LEDGF regulation of alcohol and aldehyde dehydrogenases in lens epithelial cells: stimulation of retinoic acid production and protection from ethanol toxicity

Nigar Fatma,1 Eri Kubo,2 Leo T. Chylack, Jr.,3 Toshimichi Shinohara,1 Yoshio Akagi,2 and Dhirendra P. Singh1

1Department of Ophthalmology, University of Nebraska Medical Center, Omaha, Nebraska 68198; 2Department of Ophthalmology, Fukui Medical University, Fukui 910 1193, Japan; and 3Center for Ophthalmic Research, Brigham and Women's Hospital, Harvard Medical School, Boston, Massachusetts 02115

Submitted 9 February 2004 ; accepted in final form 14 April 2004

Retinoic acid (RA) is required for the normal growth and maintenance of many cell types, including lens epithelial cells (LECs). Alcohol (ADH) and aldehyde (ALDH) dehydrogenases are implicated in cellular detoxification and conversion of vitamin A to RA. Lens epithelium-derived growth factor (LEDGF) provides cellular protection against stress by transactivating stress-associated genes. Here we show evidence that LEDGF binds and transactivates heat shock (nGAAn) and stress response (A/TGGGGA/T) elements in the promoters of ADH1, ADH4, and retinaldehyde 2 (RALDH2) genes. Electrophoretic mobility and supershift assays disclosed specific binding of LEDGF to nGAAn and A/TGGGGA/T elements in these gene promoters. Transfection experiments in LECs with promoters linked to a chloramphenicol acetyltransferase (CAT) reporter gene along with LEDGF cDNA revealed higher CAT activity. RT-PCR results confirmed that LECs overexpressing LEDGF contained increased levels of ADH1, ADH4, and RALDH2 mRNA. Notably, LECs displayed higher LEDGF mRNA and protein expression during ethanol stress. Cells overexpressing LEDGF typically exhibited elevated RA levels and survived well during ethanol stress. The present findings indicate that LEDGF is one of the transcriptional activators of these genes that facilitates cellular protection against ethanol stress and plays a role in RA production.

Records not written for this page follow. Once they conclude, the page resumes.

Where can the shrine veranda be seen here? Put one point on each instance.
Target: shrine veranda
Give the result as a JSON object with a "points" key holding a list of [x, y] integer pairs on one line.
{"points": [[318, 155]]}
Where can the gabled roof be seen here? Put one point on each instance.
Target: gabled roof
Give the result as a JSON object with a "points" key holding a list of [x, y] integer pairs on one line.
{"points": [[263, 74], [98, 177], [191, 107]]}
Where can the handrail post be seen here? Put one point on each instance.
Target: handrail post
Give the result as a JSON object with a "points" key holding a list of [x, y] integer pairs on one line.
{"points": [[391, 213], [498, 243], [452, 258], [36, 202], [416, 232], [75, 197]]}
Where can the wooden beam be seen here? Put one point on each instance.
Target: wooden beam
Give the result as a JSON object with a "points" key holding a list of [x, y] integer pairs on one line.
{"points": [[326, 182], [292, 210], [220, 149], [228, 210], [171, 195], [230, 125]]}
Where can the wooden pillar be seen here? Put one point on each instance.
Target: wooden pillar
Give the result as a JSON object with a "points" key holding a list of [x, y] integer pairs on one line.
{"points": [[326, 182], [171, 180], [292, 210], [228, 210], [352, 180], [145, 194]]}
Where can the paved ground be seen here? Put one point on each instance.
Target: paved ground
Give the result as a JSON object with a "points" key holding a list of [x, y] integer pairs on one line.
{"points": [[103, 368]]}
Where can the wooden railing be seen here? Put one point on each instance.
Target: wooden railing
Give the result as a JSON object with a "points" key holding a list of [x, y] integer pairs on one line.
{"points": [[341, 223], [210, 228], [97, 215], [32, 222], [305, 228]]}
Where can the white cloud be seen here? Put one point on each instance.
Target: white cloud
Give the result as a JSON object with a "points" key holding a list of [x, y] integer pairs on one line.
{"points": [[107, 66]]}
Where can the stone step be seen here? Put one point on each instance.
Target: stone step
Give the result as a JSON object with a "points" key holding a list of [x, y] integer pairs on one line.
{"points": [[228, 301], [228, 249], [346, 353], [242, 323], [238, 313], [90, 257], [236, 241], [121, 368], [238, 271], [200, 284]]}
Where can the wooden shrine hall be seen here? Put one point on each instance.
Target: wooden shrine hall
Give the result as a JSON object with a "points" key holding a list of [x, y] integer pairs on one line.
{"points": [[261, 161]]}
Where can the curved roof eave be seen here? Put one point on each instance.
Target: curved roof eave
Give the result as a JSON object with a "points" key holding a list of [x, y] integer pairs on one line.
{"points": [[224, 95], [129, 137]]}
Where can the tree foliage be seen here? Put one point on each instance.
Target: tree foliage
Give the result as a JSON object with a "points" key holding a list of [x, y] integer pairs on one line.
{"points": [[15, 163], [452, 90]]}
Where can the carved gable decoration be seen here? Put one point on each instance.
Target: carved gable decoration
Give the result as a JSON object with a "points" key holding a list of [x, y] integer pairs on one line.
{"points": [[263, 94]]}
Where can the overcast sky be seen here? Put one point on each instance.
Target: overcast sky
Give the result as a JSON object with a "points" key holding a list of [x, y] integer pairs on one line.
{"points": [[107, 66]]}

lens epithelium-derived growth factor; gene promoters; transcription regulation; stress and heat shock elements



Address for reprint requests and other correspondence: D. P. Singh, Dept. of Ophthalmology, 985840 Nebraska Medical Center, Univ. of Nebraska Medical Center, Omaha, NE 68198-5840 (E-mail: dpsingh{at}unmc.edu).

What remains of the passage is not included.